There have been multiple reports of allergic reactions associated with acute coronary syndromes. This has been classically described as Kounis syndrome, which was first published in 1991 [1, 2]. There have been 3 types of Kounis syndrome described: vasospastic anginal form, known preexisting coronary atheromatous disease, and that associated with stent thrombosis [3, 4]. The vast array of cytokines released from mast cell degranulation, along with histamine, neutral proteases, tryptase, chymase, arachidonic acid products and platelet-activating growth factor have been postulated as the mediators responsible for these coronary events [1, 2, 5]. Most of the cases described in this context report acute coronary events, which happen alongside the allergic or anaphylactoid reaction. Our case is unique in that, unlike classic Kounis syndrome, the acute coronary event in this case did not present concurrently with the allergic reaction; rather it took nearly 48 hours to present. This finding implies that many other mediators, especially slow mediators of inflammation, may play a role in delayed development of acute coronary events along with left ventricular systolic dysfunction during episodes of angioedema and anaphylaxis.

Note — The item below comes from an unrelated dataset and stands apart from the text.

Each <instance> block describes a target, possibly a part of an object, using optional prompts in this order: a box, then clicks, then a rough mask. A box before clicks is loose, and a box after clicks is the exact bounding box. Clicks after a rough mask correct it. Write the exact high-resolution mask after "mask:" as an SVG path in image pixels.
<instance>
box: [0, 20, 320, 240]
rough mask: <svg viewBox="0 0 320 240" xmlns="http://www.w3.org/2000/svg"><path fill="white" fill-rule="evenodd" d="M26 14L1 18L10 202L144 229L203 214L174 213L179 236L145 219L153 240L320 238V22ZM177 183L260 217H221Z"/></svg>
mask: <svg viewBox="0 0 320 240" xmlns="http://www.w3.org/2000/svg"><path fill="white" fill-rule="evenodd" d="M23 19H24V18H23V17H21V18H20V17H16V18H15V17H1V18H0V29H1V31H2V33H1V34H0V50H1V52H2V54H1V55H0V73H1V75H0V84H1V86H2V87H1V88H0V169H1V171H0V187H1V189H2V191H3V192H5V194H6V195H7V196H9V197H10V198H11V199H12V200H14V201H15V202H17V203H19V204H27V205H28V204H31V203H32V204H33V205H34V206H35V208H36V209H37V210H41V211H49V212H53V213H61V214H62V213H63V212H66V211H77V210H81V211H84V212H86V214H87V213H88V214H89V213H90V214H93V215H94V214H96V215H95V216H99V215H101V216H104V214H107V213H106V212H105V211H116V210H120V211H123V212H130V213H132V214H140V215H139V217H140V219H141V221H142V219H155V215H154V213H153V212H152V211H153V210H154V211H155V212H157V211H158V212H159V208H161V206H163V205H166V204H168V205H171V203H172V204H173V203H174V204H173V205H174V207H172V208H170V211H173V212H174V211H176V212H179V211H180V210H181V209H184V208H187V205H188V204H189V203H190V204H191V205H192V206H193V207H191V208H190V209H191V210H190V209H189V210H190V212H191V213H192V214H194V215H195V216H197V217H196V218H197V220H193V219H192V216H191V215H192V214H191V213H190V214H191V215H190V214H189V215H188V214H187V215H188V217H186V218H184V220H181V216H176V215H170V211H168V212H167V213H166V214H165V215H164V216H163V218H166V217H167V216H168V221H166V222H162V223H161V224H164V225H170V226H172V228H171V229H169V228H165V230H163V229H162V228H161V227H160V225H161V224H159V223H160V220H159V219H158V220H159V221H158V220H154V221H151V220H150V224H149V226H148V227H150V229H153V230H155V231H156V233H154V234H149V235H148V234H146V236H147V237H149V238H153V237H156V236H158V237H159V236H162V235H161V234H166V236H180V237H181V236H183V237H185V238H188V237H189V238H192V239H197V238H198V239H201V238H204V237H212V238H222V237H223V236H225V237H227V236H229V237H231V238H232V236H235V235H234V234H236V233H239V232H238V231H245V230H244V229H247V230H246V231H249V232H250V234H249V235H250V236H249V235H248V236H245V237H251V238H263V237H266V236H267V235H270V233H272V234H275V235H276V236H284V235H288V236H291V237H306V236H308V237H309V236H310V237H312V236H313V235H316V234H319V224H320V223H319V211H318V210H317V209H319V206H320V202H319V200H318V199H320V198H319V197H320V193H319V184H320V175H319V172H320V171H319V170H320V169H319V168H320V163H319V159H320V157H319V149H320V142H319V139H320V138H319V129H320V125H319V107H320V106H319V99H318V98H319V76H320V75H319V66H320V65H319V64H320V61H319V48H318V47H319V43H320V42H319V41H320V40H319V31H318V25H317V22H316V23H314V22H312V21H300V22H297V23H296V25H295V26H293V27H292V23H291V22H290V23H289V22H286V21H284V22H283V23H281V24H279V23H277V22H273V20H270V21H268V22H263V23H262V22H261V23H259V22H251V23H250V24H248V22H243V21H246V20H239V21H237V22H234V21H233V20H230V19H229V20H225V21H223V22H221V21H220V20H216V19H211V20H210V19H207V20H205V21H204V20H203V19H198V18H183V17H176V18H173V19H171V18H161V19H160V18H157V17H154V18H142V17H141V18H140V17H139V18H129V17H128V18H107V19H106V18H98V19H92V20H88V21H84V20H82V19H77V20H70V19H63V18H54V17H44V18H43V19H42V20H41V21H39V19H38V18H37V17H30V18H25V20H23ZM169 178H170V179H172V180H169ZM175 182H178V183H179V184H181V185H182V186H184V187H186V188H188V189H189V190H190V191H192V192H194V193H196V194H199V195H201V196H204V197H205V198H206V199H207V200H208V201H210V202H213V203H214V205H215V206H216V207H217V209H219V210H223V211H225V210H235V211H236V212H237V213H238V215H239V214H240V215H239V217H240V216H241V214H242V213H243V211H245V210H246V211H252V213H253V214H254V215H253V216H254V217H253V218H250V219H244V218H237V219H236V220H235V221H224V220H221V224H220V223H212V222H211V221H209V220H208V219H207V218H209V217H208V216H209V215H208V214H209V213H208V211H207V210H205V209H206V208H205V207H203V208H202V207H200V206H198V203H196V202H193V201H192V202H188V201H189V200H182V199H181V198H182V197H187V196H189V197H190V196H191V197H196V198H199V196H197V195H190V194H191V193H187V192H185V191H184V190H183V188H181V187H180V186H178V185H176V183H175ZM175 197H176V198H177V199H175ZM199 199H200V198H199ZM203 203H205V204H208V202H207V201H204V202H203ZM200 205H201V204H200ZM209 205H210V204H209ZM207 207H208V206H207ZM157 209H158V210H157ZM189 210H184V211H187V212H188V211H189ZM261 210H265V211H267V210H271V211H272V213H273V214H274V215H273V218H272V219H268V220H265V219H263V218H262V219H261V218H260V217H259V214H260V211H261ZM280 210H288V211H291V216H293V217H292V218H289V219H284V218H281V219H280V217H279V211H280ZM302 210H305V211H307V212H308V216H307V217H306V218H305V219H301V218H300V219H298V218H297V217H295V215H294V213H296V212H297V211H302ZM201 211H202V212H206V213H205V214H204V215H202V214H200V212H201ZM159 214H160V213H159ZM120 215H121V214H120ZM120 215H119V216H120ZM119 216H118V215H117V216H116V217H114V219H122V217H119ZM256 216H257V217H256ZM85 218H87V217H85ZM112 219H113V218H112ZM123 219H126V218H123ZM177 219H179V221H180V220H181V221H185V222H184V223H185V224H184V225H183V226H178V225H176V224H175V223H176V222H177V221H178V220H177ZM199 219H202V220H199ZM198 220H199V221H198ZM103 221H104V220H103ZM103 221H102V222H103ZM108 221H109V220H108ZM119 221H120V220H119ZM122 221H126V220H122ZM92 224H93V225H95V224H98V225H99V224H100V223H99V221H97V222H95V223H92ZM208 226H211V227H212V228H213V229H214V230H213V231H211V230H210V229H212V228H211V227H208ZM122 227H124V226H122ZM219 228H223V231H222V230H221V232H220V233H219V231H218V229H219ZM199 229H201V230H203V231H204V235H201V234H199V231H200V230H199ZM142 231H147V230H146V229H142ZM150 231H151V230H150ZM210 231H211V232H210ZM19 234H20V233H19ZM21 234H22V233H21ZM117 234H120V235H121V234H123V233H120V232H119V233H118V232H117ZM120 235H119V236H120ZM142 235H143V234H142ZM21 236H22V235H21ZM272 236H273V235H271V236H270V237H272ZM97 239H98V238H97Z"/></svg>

Treatments of such allergic reactions associated with acute coronary events necessitate addressing both these parts individually. This may pose a clinical challenge as many medications involved in treating acute coronary syndrome such as morphine, aspirin, and heparin can by itself trigger mast cell degranulation and precipitate coronary events. Epinephrine, used to treat allergic reactions, could also precipitate coronary events, which demands its cautious use especially in a patient with preexisting CAD. It is worthwhile to check serial troponins on these patients presenting with severe allergic reactions [6].

4. Conclusion

The association of anaphylaxis, angioedema, and other allergic reactions with acute coronary syndromes is well documented and represents an entity known as Kounis syndrome. While three variants of this syndrome exist, our case exemplifies that there may be other previously undefined pathophysiologic mechanisms present. We describe a case of anaphylaxis and angioedema with delayed coronary event findings suggestive of the possibility of a late inflammatory response resulting in myocardial injury. To our knowledge, no previous documentation of this variant exists, warranting further research and studies in the pathophysiology of acute coronary syndromes secondary to such an event, particularly with focus on delayed mediators of inflammation.

Conflicts of Interest

The authors declare that they have no conflicts of interest.